MADISON, Wis. (9/8/14)--Hearing about another data security breach--this time suspected at Home Depot stores nationwide--can leave members and credit unions feeling frustrated and helpless. They do, however, have tools at their disposals, industry experts remind.
If a credit union is using a fraud-monitoring service, it should tell its members, said Bill Freer, risk manager at CO-OP Financial Services. "This shows that the credit union is being proactive and puts it in a favorable light in members' eyes," he told News Now. (See related story: CUs on high alert for members after Home Depot breach.)
Credit unions also can sleuth suspicious activity on their own. "Make it a practice to pull card activity on confirmed fraud cases," Freer advised. "Look at the history, sort by retailer and see if there is a common denominator."
He also suggested that credit unions promote mobile banking, if they offer it. "Members can take advantage of reviewing their account activity as often as they can," he said.
Text and email alerts also are powerful tools. Members can set their own radar for suspicious activity, whether it's the number or the amount of the transactions. Fraudsters don't always go for the big money--they sometimes will target small amounts across many accounts.
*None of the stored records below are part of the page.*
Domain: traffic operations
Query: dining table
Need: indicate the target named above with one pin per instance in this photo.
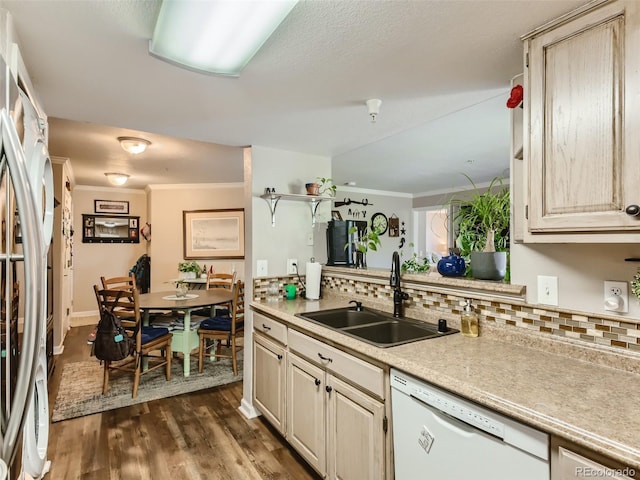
(183, 341)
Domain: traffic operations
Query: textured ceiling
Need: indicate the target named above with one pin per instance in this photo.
(441, 68)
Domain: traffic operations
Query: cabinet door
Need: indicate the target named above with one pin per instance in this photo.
(269, 377)
(356, 436)
(306, 411)
(583, 123)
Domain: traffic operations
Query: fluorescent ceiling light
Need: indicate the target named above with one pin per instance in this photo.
(215, 36)
(117, 179)
(134, 145)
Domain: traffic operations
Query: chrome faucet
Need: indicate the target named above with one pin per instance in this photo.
(394, 281)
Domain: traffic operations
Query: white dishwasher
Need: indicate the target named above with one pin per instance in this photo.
(439, 436)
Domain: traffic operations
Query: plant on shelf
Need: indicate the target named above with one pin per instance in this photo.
(482, 225)
(415, 264)
(189, 269)
(325, 185)
(363, 241)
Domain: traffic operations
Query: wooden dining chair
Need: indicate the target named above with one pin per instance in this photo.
(227, 328)
(147, 339)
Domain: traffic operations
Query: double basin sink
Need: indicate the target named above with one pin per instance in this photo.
(376, 327)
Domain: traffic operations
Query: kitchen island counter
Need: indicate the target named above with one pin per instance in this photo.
(541, 382)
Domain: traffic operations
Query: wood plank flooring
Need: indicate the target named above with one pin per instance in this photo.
(199, 435)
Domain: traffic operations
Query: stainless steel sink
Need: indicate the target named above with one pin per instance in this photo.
(375, 327)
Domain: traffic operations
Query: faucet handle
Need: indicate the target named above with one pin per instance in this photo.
(358, 305)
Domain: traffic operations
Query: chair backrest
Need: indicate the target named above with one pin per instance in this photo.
(126, 307)
(221, 280)
(237, 310)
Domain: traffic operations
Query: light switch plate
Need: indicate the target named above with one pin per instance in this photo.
(547, 290)
(261, 268)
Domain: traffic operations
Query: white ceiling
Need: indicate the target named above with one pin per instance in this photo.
(441, 68)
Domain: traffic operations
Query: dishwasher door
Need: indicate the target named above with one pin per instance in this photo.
(431, 444)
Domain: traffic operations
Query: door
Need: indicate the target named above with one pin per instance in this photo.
(306, 411)
(355, 437)
(269, 378)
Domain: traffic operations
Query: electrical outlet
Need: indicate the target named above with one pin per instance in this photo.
(547, 290)
(616, 296)
(291, 266)
(261, 268)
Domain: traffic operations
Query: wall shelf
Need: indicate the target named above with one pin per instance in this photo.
(313, 201)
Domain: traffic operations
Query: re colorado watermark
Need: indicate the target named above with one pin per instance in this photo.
(589, 472)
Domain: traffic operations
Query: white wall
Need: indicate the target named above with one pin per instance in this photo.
(166, 204)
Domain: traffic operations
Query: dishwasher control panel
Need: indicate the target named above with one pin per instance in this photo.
(457, 410)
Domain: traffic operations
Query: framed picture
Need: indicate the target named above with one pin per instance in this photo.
(111, 206)
(213, 234)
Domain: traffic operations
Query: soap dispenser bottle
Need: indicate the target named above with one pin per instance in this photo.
(469, 321)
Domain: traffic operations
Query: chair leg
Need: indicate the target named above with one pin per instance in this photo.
(168, 357)
(201, 345)
(234, 360)
(136, 376)
(105, 378)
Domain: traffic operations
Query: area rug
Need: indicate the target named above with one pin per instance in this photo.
(80, 391)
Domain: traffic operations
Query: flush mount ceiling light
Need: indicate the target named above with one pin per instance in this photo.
(134, 145)
(218, 37)
(117, 179)
(374, 108)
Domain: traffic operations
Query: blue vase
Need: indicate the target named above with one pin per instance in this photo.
(451, 266)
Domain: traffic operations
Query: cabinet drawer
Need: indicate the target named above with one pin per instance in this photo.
(270, 328)
(357, 371)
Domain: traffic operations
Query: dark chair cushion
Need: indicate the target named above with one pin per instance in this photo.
(151, 333)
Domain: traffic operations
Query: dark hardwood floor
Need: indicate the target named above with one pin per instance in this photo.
(199, 435)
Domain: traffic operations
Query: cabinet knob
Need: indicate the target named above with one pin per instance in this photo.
(632, 210)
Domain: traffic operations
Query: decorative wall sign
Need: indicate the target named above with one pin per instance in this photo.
(213, 234)
(394, 226)
(111, 206)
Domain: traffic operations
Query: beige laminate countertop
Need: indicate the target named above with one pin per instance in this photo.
(593, 405)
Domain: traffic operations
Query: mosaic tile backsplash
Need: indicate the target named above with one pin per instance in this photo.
(599, 330)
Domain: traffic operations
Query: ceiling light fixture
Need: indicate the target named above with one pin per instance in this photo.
(117, 179)
(374, 108)
(134, 145)
(218, 37)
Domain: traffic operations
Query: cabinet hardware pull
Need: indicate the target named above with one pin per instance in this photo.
(632, 210)
(322, 357)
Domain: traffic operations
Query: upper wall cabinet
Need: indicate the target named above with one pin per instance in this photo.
(582, 111)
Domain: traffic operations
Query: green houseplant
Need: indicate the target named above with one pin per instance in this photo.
(482, 225)
(363, 241)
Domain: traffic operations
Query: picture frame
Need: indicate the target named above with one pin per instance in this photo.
(111, 207)
(210, 234)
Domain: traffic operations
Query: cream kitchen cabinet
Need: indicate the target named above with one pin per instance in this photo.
(571, 462)
(338, 426)
(269, 369)
(582, 115)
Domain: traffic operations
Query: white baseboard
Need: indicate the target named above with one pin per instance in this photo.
(248, 410)
(82, 319)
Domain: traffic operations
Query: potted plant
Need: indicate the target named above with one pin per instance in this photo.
(188, 269)
(482, 222)
(363, 241)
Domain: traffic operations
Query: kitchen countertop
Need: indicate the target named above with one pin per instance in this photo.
(588, 403)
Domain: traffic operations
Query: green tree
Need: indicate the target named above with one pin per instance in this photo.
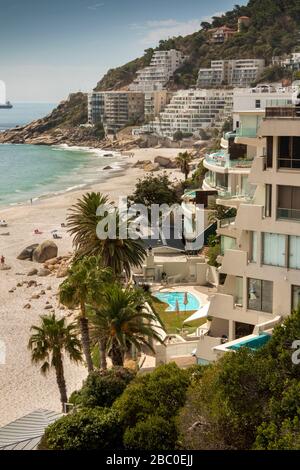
(123, 321)
(154, 434)
(118, 252)
(183, 162)
(155, 190)
(48, 342)
(87, 429)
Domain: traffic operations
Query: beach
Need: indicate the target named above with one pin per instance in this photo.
(22, 387)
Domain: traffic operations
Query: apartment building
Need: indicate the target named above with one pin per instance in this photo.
(235, 73)
(115, 109)
(260, 261)
(160, 71)
(190, 111)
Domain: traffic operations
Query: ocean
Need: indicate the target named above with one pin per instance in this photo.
(32, 172)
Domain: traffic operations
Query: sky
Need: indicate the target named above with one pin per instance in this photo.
(49, 48)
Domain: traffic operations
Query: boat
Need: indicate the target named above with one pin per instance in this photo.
(6, 105)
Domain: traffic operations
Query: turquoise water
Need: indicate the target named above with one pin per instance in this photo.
(254, 344)
(171, 298)
(30, 172)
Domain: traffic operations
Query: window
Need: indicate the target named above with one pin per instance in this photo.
(288, 202)
(269, 152)
(260, 295)
(268, 201)
(274, 249)
(289, 152)
(227, 243)
(294, 252)
(238, 299)
(253, 242)
(295, 297)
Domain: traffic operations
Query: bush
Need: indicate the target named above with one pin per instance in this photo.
(102, 388)
(97, 429)
(151, 435)
(160, 393)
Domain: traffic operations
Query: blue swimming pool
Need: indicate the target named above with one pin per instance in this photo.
(186, 302)
(254, 343)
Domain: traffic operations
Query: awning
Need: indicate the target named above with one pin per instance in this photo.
(201, 313)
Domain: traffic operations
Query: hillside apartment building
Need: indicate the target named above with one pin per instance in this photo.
(115, 109)
(234, 73)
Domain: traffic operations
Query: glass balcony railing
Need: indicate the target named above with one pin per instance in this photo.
(246, 132)
(288, 214)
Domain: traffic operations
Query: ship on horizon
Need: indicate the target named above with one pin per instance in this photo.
(6, 105)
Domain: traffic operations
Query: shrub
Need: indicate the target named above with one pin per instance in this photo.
(154, 434)
(102, 388)
(97, 429)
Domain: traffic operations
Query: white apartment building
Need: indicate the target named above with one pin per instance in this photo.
(115, 109)
(235, 73)
(261, 246)
(161, 69)
(191, 110)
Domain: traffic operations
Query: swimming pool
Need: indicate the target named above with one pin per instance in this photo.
(172, 298)
(254, 343)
Someone who has very strict guidelines about their transactions--perhaps they never shop online or at a particular store--can be an asset to a credit union. "If you are proactively watching and see something that's not normal behavior, you may be able to identify it yourself and inform your credit union," Freer said.
Credit unions should encourage members to monitor their accounts and immediately report suspicious activity. Even though a suspected breach may not have been announced or confirmed, fraud already may be occurring, he noted.
Regarding the suspected breach at Home Depot, CUNA Mutual Group is monitoring it and awaiting confirmation that a breach has occurred, said Media Relations Manager Phil Tschudy. "If and when that happens, we will assess the details surrounding it and provide more information and guidance to policyholders," Tschudy said.
Policyholders can use the Protection Resource Center on cunamutual.com for more information on merchant- and third-party data breaches, Tschudy reminded.
After the Target breach, CUNA Mutual suggested steps credit unions could take, including watching for phishing fraud and monitoring affected cards.